Куплю этот дом, за любую цену, решил я, окутанный сладкой дремой. Куплю и разрушу до основания, хотя всем сердцем своим прикипел нему. Почему-то во мне жила уверенность, что дом этот должен быть разрушен, пусть даже он из последних и вскоре не останется в деревне Тель-Илан ни одного дома, построенного теми, кто пришел сюда первым.
Босоногая Ярдена поцеловала меня в голову и, оставив в кресле на колесах, удалилась на цыпочках, словно танцевала сама с собою. Она поднялась по лестнице и вышла, взяв фонарь и закрыв за собой дверь. А я оставался в кресле на колесах, погруженный в глубокий покой, и знал, что все хорошо и мне некуда спешить…
1
Тель-Илан — старинная деревня, которой исполнилось уже сто лет, — окружена плантациями цитрусовых и фруктовыми садами. На западных склонах холмов простираются виноградники. За дорогой, ведущей в деревню, выстроились рядами миндальные деревья. Черепичные крыши утопают в густой зелени.
Некоторые из обитателей Тель-Илана все еще занимались сельским хозяйством, прибегая к помощи иностранных рабочих, ютившихся во времянках на задних дворах. Но часть жителей деревни уже передали в аренду свои хозяйства и зарабатывали тем, что сдавали комнаты отдыхающим, содержали художественные галереи и модные бутики, а кое-кто работал в городе.
Два ресторана для утонченных гурманов открылись в центре деревни, а еще винный погребок, где дегустировались вина местного производства, и магазин с аквариумами золотых рыбок. Один из жителей создал небольшое предприятие, производившее мебель в старинном стиле. По субботам деревню наполняли гости: одни приезжали вкусно поесть, другие — в поисках вещей редких, качественных и недорогих.
При этом каждую пятницу после полудня деревня пустела: все жители укладывались отдыхать за закрытыми жалюзи.
Бени Авни, председатель поселкового совета Тель-Илана, худой, высокий и сутулый, одевался несколько небрежно; длинный, чересчур широкий свитер делал его неуклюжим. Шагал он упрямо, чуть подавшись вперед, словно при ходьбе рассекал встречный ветер. У него было приятное лицо с высоким лбом и мягкими губами. Карие глаза смотрели внимательно, с любопытством, словно говорили: я уважаю тебя и хотел бы, чтобы ты рассказал мне о себе побольше, но я умею отказывать, причем так, что получивший отказ этого и не почувствует.

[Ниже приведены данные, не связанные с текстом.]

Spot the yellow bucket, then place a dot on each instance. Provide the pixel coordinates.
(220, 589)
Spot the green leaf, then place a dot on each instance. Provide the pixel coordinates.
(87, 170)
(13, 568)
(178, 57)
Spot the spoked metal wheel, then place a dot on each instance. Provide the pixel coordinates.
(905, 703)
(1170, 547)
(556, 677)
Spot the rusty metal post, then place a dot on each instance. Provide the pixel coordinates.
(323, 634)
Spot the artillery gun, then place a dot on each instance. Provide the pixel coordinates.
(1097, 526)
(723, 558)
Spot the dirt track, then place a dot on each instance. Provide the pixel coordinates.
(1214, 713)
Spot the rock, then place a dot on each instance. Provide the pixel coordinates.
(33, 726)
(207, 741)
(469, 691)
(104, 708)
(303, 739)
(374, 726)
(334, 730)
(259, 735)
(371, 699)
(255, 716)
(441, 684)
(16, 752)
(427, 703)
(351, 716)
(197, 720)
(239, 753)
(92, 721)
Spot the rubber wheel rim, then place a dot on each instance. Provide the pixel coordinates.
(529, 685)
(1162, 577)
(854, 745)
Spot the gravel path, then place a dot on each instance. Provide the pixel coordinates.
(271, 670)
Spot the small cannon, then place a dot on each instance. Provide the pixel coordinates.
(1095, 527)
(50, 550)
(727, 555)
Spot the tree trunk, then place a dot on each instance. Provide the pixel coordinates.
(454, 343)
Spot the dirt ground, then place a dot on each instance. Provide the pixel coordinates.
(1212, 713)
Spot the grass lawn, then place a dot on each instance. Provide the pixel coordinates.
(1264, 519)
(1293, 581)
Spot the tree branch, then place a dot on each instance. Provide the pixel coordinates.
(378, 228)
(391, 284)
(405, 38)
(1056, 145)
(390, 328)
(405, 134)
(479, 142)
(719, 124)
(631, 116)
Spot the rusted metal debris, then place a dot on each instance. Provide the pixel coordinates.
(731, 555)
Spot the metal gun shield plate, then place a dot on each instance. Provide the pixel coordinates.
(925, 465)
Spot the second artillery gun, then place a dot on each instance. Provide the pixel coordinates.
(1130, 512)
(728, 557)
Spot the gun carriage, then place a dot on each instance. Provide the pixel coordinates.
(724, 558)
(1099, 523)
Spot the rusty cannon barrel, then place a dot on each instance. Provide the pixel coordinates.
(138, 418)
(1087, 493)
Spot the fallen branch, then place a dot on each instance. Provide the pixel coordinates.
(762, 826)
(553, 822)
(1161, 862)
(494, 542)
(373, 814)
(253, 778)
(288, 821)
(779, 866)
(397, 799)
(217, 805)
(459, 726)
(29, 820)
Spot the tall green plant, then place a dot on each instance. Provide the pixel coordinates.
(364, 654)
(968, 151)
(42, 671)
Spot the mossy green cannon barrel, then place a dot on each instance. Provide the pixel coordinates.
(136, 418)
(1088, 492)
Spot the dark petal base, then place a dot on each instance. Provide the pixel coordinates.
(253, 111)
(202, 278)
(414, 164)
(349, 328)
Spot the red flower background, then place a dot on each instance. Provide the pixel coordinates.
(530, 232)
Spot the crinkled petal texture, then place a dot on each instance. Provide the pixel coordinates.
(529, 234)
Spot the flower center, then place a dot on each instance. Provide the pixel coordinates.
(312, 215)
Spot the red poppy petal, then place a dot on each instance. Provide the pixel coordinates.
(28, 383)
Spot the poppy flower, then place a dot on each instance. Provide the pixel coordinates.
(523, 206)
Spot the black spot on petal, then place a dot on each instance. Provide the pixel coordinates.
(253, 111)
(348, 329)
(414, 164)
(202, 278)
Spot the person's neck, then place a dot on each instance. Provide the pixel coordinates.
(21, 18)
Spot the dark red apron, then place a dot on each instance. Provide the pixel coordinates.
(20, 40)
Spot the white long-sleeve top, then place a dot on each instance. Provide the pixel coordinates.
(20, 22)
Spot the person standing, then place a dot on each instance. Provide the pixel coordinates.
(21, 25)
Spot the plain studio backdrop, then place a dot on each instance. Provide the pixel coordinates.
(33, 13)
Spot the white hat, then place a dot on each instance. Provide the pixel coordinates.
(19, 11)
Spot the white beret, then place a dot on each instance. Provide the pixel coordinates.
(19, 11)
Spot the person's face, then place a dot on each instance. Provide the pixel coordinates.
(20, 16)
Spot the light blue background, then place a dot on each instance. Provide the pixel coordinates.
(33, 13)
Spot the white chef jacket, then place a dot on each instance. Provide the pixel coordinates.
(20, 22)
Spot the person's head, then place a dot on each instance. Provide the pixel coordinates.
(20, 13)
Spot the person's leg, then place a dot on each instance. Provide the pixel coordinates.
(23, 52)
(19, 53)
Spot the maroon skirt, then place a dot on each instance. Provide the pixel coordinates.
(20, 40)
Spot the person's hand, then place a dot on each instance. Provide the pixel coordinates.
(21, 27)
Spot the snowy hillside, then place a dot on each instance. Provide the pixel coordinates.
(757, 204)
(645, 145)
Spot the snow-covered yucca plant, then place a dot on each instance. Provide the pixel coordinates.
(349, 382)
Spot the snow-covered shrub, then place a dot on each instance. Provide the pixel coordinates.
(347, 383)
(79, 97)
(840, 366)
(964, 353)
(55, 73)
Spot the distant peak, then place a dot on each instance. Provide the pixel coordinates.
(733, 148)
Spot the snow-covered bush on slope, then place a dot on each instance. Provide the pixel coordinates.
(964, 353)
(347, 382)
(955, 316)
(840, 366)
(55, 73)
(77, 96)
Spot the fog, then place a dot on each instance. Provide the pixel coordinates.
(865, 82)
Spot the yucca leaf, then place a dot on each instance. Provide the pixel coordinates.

Однажды в феврале, в час дня, в пятницу сидел Бени Авни один в своем кабинете в здании поселкового совета и отвечал на письма жителей. Все сотрудники его уже отправились по домам отдыхать, потому что в этот день совет закрывался в двенадцать. У Бени Авни был такой обычай: в пятницу, когда все разойдутся, посвящать послеполуденные часы ответам на личные обращения. Осталось еще два или три письма, а потом он собирался идти домой пообедать, принять душ и поспать до вечера. Сегодня, в канун Субботы, Бени Авни и его жена Нава приглашены были на вечер хорового пения. В деревне Тель-Илан, как и во всем Израиле, любили издавна укоренившийся обычай — собраться и петь хором песни, старые и новые. На сей раз всех пригласило семейство Левин, Далия и Авраам, их дом стоял в конце переулка Маале-Бейт-ха-Шоэва.